LA QUINTA, CALIF. — The consensus from market analysts speaking at the International Sweetener Colloquium is that domestic sugar prices for the 2023-24 marketing year are up, and they’re likely going to stay up or move higher.

Robust demand amid stubborn inflation was a key supportive element, but analysts spotlighted supply issues as a major driving force behind recent price hikes. Constrictions due to two separate force majeure declarations in 2022 along with a growing reduction in intended domestic acres planted to sugar beets in 2023 were limiting supply factors. Another factor was limited import capacity.

“Mexico is a critical factor,” Frank Jenkins, president of JSG Commodities, said during a Feb. 27 presentation at the International Sweetener Colloquium, co-hosted by the Sweetener Users Association and the International Dairy Foods Association.

After suffering from lower yields due to inclement weather throughout its production cycle, Jenkins said the current cane crop in Mexico will be unable to meet the US target quantity of 1.3 million tonnes as it only has about 1 million tonnes available for export. Estimates for Mexico’s sugar production in 2022-23 ranged from 5.5 million tonnes to about 5.8 million tonnes, compared with 5.9 million tonnes as the current US Department of Agriculture forecast. But Jenkins said Mexico’s production levels would need to be closer to 6 million tonnes to satisfy domestic needs in Mexico and the export limit demand from the United States. He forecast Mexico’s production at 5.5 million tonnes.

Humberto Jasso, executive president of the Mexican Sugar Chamber, acknowledged the country’s sugar production struggles but countered that shipments of sugar to the United States from Mexico have not been affected. Jasso said there was difficulty in forecasting overall production levels for 2022-23 due to atypical rains in November and December that affected sugar yield, but he asserted this would likely be offset by the historically high level of acres planted to sugar cane.

Additionally, prices for corn sweeteners may move higher in 2024 depending mainly on corn prices, but they also were influenced by unforeseen product demand and limited refining capability.

“The corn wet milling industry is in a new age,” said Craig Ruffolo, vice president – commodity specialist, McKeany-Flavell Company Inc., explaining that several plants across the country have contracted their capacity and closed several mills which, in turn, has significantly cut corn milling capacity, driving mills to prioritize the production of higher-priced products. It’s a situation that has taken the industry by surprise, Ruffolo said.

“We’ve been on a 22-year run where demand for high-fructose corn syrup was declining, but then demand went up,” Ruffolo said, adding the high price of sugar was another supportive element as buyers currently don’t have a cheaper sweetener alternative to turn to. And rebuilding frontend corn wet milling capacity to meet renewed demand was unlikely, especially after the industry spent years to consolidate operations.

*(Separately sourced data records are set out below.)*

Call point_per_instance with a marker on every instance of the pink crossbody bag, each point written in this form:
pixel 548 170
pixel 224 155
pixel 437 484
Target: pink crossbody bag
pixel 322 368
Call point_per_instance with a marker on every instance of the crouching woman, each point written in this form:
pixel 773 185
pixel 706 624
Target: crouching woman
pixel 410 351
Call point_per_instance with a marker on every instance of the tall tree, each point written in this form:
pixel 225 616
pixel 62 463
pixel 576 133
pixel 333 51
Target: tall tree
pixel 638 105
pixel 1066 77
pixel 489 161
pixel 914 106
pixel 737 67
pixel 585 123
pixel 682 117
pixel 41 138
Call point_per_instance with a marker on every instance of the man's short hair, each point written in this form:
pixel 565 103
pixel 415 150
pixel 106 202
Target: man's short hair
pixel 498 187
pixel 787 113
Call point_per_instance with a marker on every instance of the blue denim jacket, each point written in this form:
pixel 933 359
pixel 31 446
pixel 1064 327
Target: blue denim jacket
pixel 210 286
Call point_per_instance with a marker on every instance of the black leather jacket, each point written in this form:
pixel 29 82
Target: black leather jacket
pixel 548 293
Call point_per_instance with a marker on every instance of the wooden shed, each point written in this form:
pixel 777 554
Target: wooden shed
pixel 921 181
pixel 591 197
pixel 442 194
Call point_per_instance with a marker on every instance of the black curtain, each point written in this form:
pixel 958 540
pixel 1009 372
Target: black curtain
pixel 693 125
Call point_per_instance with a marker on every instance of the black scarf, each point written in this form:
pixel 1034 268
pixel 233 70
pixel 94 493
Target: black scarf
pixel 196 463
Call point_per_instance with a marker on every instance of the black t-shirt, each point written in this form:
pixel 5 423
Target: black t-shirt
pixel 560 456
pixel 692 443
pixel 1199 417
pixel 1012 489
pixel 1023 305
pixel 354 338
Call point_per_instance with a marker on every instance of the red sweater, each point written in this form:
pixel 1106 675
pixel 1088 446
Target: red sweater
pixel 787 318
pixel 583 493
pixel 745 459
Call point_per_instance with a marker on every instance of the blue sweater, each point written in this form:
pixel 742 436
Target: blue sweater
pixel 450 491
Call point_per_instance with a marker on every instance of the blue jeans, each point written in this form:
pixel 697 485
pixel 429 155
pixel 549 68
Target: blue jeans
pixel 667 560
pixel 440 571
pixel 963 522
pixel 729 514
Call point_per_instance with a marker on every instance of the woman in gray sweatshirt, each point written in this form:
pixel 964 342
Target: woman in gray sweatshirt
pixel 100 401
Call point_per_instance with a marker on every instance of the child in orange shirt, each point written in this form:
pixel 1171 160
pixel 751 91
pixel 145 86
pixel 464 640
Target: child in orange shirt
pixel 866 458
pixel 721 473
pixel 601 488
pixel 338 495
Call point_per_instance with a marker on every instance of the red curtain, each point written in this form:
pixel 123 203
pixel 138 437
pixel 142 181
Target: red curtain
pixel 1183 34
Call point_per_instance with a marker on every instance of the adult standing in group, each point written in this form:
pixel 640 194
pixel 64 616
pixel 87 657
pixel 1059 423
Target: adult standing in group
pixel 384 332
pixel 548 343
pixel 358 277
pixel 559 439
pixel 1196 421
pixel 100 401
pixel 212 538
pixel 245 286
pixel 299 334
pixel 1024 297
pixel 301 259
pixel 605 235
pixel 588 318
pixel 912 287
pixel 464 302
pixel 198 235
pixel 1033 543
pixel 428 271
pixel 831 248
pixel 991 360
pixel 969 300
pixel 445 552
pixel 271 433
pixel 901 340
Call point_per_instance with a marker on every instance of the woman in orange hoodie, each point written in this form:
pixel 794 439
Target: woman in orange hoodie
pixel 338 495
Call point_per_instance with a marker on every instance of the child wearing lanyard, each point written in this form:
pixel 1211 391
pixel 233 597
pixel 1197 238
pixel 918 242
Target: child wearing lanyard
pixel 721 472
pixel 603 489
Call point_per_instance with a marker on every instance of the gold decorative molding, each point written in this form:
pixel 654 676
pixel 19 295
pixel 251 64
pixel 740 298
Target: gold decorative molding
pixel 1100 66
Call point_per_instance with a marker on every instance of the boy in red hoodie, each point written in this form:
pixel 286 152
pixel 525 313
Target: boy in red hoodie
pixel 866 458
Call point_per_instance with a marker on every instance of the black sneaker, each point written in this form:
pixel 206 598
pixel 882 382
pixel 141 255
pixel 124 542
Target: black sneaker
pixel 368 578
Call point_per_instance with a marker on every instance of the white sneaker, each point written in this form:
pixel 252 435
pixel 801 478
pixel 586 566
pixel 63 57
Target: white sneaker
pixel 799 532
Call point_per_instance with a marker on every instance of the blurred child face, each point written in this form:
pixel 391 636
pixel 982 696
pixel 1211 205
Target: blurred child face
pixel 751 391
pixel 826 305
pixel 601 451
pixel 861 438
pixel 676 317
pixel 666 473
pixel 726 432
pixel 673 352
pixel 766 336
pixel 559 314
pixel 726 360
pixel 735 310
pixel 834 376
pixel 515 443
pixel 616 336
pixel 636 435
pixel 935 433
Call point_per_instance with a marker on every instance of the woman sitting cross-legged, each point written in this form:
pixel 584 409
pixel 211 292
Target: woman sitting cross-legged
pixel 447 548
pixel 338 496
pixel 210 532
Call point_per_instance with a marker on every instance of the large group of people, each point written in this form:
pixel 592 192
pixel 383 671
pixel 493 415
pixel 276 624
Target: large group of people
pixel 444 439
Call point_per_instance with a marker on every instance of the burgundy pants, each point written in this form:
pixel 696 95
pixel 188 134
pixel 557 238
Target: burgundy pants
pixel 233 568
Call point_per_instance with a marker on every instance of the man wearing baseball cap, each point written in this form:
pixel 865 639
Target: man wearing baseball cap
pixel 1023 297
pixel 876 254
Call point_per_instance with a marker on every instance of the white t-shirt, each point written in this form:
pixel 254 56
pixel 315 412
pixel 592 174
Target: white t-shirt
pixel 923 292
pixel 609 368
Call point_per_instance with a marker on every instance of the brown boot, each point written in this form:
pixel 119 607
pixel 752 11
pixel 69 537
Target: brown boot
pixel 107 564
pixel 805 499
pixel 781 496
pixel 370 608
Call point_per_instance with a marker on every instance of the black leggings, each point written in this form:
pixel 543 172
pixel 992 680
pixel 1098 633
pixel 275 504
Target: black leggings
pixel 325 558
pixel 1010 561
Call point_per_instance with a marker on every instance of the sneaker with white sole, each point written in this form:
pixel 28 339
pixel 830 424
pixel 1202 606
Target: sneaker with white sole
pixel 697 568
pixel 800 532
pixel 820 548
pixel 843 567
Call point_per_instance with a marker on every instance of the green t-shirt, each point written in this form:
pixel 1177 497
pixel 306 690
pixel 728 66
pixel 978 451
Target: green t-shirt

Analysts agreed inflation factors from elevated costs spanning all commodities to operational struggles with recruiting and keeping labor were a large contributor to high prices. But inflation and high sweetener prices also have potential to produce demand destruction, which may prove bearish long term.

“With less discretionary income, consumers are purchasing fewer products, and demand in 2023 may start to slow if consumers are hit too hard by food inflation,” Ruffolo said.